One semi-interesting thing here is that the "killer adversary" described on that page requires knowing that the algorithm you're trying to exploit is quicksort.
Long ago, I wrote adversaries that attempt to force _any_ algorithm that is extracting a partial or total order from data to approach their worst case.
These adversaries, like McIlroy's adversary, sits in the compare() function, but it asks itself "what answer can I give, consistent with the data so far, to force the algorithm to ask me the largest number of subsequent questions?"
For non-introspective quicksorts this will be O(n^2), but it should also bring out the worst constant factors in O(n\logn) worst case time algorithms.
Very interesting writeup. How did you determine the number of topological sortings for your "Yes" and "No" examples? I'm getting 360 and 144, rather than 120 and 48 that you wrote.
I'm surprised the article does not point out more directly that it's usually pretty simple to mitigate this attack vector by switching to mergesort. The worst case is O(n log n) so there's no real "killer input".
I think it's a good rule of thumb to say "if you need to sort large quantities of untrusted data you should probably use mergesort".
Well, sometimes you have space constraints. The O(n) extra-space required by mergesort isn't always available. But if you don't have space constraints, mergesort is a very good choice because you can easily write a highly scalable parallel version of the algorithm.
Looks like the algo is more complicated, but surely implementable. In most modern architectures, the key for performance is how one exploits the caching behavior. Quicksort is very cache friendly, as well as the common implementation of merge sort. Not so for heapsort.

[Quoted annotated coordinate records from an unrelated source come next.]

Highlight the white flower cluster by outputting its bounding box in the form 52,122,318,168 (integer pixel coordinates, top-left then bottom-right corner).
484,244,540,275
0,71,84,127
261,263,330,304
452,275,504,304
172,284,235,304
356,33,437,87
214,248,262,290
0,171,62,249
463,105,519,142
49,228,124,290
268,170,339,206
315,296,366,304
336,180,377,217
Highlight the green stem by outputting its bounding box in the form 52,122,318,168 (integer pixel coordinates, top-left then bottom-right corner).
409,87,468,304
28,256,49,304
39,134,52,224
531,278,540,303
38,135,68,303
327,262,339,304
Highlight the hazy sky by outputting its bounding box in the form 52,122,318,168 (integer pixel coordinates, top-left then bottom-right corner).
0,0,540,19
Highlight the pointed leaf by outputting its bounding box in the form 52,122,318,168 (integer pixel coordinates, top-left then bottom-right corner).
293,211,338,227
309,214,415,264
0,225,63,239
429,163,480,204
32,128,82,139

No, but mergesort can easily fall back to dumping its sorted contents to disk, for later merging; this disk-based merge sort was invented by van Neumann in the 1940s, and is how the unix utility sort works (dozen-way merge of sorted shards of a file).

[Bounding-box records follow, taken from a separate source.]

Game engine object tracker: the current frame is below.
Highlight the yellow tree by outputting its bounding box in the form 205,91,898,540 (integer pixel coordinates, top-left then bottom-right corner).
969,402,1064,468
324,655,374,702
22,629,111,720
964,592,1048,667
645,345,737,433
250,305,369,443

Mergesort would be a poor choice for qsort() due to the linear space complexity. With N bytes of RAM, you'd only be able to sort (a bit less than) N/2 bytes of data. An in-place algorithm is preferable.
Glibc is the only libc I'm aware of that implements mergesort. It still falls back to quicksort for large inputs though.
If you are ever handling input data from basically anything outside of the program. Its better to use a constant speed algorithm like merge sort. Just because of attacks like this, I'm really surprised algorithm exploits attacks like this haven't come to the forefront of attacks recently.
Application level DDoS's leave the kernel/network/sockets layers exposed for exploitation. Since their tasks will take priority over user's applications.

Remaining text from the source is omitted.